While residents of the region say temperatures there have been unseasonably mild in recent years, the weather Mrs. Clinton and her colleagues have encountered is far from the summertime scorchers New York City residents have been enduring. Parts of Canada experienced record highs over the weekend, but while the delegation was on the ground in Barrow, the mercury peaked at 38 degrees.
The near-freezing temperatures seemed to be a bit of a shock to the senators, who are used to warmer climes, the executive director of the Barrow Arctic Research Consortium, Glenn Sheehan, said. “It was a lot brisker here,” he said in a phone interview. “Last night, it snowed, for instance.”
Mr. Sheehan said the senators met a wide range of Barrow residents. “They ate with local people, including scientists and hunters,” he said. “They got out to field locations on the tundra.”
Senator Murkowski of Alaska hosted a dinner for the senators Tuesday night in Anchorage, but not all locals were so welcoming. The chairman of the House Transportation and Infrastructure Committee, Rep. Don Young, a Republican of Alaska, dismissed the senators’ trip as a “junket” and suggested they should have spent the congressional recess visiting their own states, the Daily News reported.
The president of High Country Inn in Whitehorse, Yukon, where Mrs. Clinton and the others spent the night Monday, said the trip was no vacation. “I think they had a nice stay, but, boy, I wouldn’t like their schedule,” said Barry Bellchambers. “They flew in, had a meeting, dinner, and a reception; the following morning, they had a press conference and flew out.” The inn’s slogan is “We’re a Yukon adventure, with none of that ‘roughing it’ stuff.”

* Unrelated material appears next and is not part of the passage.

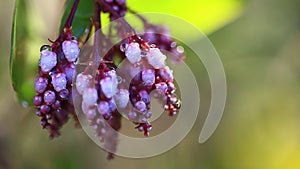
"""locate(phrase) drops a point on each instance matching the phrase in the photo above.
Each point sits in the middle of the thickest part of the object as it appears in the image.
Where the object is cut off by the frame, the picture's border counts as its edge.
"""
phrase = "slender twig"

The delegation was to visit Resurrection Bay in Seward, Alaska, today before returning home tonight.
During the press conference yesterday, Mrs. Clinton railed against global warming skeptics in Washington, accusing them of attempting to turn the capital into an “evidence-free zone.”
“You just keep saying something, no matter how untrue and unfactual it might be, over and over and over again, and try to drive the politics to meet your ideological or commercial agenda,” she said, according to the Associated Press.
Some saw political motives in the trip, as both Mrs. Clinton and Mr. McCain are considered likely presidential candidates in 2008.
One political analyst, Jennifer Duffy of the Cook Political Report, said she saw Mrs. Clinton’s journey with the Republican senators as part of an effort to soften her image as a die-hard liberal. “It’s not that she has so much a base problem, but more of an electability issue and she’s not going to be accepted by moderates,” Ms. Duffy said. “If so, what better way than to go camping with three of them.” Ms. Duffy said that while the senator has political ambitions, Mrs. Clinton is probably not courting Alaskans. “There’s not a lot of electoral votes up there for her.”
While in Whitehorse, Mrs. Clinton also insisted on a tour of the local fish ladder that helps Chinook salmon complete a 1,800-mile journey to spawn in streams that feed the upper Yukon River.
The visit may have jogged memories for the New York senator of the summer she spent working and traveling in Alaska in 1969. Among the odd jobs she took was one gutting fish. “My job required me to wear knee-high boots and stand in bloody water while removing guts from the salmon with a spoon,” Mrs. Clinton recalled in her memoir, “Living History.”
Mrs. Clinton said she was fired after complaining that some fish looked spoiled. “Sliming fish was pretty good preparation for life in Washington,” she joked.